Thursday, April 21, 2011

April 21: Frank Owsley on the "Scottsboro boys" case (3)

This is the third of three posts on Southern Agrarian Frank Owsley's essay, "Scottsboro, the Third Crusade: The Sequel to Abolition and Reconstruction" American Review 1:3 June 1933. In the previous two posts, I talked about the contemporary concerns of the piece with defending Southern segregation from Yankees who wished to make "outside interference with the relationship of the whites and blacks in the South." In the first two posts, I discussed the 1933 setting of his essay and the pre-Civil War anti-slavery movement, which Owsley counts as the third and first crusades, respectively, of the North against the white South. In this post, I focus on Owsley's second crusade, postwar democratic Reconstruction.

I'm concerned with the way he uses neo-Confederate/Lost Cause history to provide an ideological frame for his contemporary (1933) application of segregationist ideology.

In Owsley's pseudohistory, the Radical Republicans after the Civil War "preached to the naive and childish blacks" of the South, "incendiary doctrines calculated rouse the wildest passion so revenge against their former masters." They promised the freed slaves "that the property of the white would all be confiscated and given to the Negro." Congressman Thaddeus Stevens and other Radicals, Owsley says, "promised to give the Negro social and political justice - at the cost of Southern white extermination, if need be."

These claims are examples of what is known in technical terms as bald-faced lies. More colorful and informal terms also come to mind.

But I wonder if Wendell Berry would find it a case of "racist by association" if we associate Owsley with those of his own words in this essay.

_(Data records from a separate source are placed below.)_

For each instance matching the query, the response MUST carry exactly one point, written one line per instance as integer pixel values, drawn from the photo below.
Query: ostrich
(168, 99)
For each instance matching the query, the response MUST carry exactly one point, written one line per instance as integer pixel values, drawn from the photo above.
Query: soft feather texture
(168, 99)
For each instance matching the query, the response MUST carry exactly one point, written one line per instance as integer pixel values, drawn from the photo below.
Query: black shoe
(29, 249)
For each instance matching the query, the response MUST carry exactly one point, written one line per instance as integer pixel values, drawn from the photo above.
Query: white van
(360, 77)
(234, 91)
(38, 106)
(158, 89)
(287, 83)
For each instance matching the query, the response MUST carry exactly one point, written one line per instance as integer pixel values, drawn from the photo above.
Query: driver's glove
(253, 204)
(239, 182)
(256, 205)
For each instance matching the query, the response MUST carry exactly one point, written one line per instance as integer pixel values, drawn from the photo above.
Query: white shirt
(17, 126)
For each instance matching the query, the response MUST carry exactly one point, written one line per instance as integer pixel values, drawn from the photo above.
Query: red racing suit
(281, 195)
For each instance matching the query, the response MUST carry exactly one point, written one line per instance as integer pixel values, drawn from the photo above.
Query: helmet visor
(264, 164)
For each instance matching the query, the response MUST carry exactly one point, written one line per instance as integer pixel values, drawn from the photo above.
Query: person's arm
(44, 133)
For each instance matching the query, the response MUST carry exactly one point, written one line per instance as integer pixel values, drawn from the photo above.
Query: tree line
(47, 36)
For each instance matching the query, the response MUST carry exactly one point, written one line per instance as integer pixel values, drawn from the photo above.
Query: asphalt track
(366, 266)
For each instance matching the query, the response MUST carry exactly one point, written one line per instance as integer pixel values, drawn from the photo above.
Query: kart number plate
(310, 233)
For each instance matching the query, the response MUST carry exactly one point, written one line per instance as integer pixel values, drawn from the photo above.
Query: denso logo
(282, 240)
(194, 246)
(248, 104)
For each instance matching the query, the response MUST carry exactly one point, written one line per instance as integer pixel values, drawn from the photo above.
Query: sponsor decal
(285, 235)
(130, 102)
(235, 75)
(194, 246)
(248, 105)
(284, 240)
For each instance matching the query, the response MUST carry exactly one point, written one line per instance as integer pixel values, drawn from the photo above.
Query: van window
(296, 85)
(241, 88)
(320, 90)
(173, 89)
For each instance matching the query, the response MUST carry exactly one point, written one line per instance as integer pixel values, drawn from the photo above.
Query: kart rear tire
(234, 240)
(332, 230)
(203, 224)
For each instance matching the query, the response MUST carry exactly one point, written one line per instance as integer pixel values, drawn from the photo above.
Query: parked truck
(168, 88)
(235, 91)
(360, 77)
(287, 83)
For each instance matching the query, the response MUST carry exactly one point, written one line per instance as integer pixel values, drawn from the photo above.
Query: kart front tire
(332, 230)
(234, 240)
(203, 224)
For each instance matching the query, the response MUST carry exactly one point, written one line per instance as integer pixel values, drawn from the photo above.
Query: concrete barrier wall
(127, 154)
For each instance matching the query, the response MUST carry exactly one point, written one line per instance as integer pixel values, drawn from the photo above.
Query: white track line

The South during this period suffered from "Negro rule," which is apparently Owsley's synonym for democratic governance in which African-Americans were officially regarded as equal citizens to whites. The suffering of the persecuted whites was world-historical, in Owsley's Lost Cause version: "The South thus reconstructed probably had no counterpart in the history of the world." There's actually a touch of truth in that. The formal extension of the vote to white males and the moves toward democratic land reform were far more advanced democracy than that seen in most of Europe or other parts of the world at the time. But that's not what Owsley means.

Owsley's pseudohistory here serves to justify his warning discussed in the first of these three posts that if the Yankees didn't stop pointing to injustices of Southern segregation - in Owsley's view that was being done by a conspiratorial alliance of Herber Hoover Republicans and the Communist Party! - then the Ku Klux Klan would start murdering Southerns blacks and it would all be the Yankees fault. Here's how he projects that justification for white racist violence back into Reconstruction:

The white man, especially the small farmer and the poorer classes, returned the hatred of the Negro with interest. The slave-holder of former days was more tolerant of the Negro's irresponsible acts, for he regarded the Negro as a juvenile race badly advised; but being human, he came to distrust and n many cases to hate the Negro. Despite the military support given the Negro governments, retaliation was frequent and violent. ...

The Negro should have learned then that in the end the relationship good or bad between himself and the white race of the South must be settled between them and that no outside power could dictate permanently the terms of this relationship. He was quickly disfranchised by indirection - and constitutionally, for the Supreme Court has not been able to void the legislation by which it was done - driven from politics, brought under rigid social discipline, in short completely subordinated socially, economically, and politically. The white race disciplined him severely for his conduct during reconstruction.[my emphasis in bold; italics in original]
No, there is no language from Owsley in this essay to indicate that there was anything regrettable about this, except the sneering reminder that "the Negro" had better learn his lesson or the "white race" will again discipline "him severely." He continues directly:

At length, however, with outside interference largely removed, old friendships were renewed between the races; new ones were formed until something of the old affection which had existed between the black man and white man returned. His condition gradually improved; though he has never yet been given back the ballot nor allowed to sit on juries. The experience of reconstruction was too bitter to be soon forgotten. It has formed and will continue for many years to form the background of Southern social and political attitudes. In considering any political action either state or national, the Southern white first considers how that action will ultimately affect the relationship between the races. It has crippled and at times destroyed the political value of the South in the national councils; it has created and will indefinitely perpetuate the solid South, solid against the Republican Party. [my emphasis]
If we understand that by the "experience of reconstruction" Owsley means the thoroughly dishonest Lost Cause pseudohistory of Reconstruction, that last quote is accurate. Lost Cause ideology about the Civil War and in particular about Reconstruction was the framework for segregationist and white-supremacist politics in 1933.

And I also wonder if Wendell Berry would find it a case of "racist by association" if we associate Owsley with his own words in those quotations.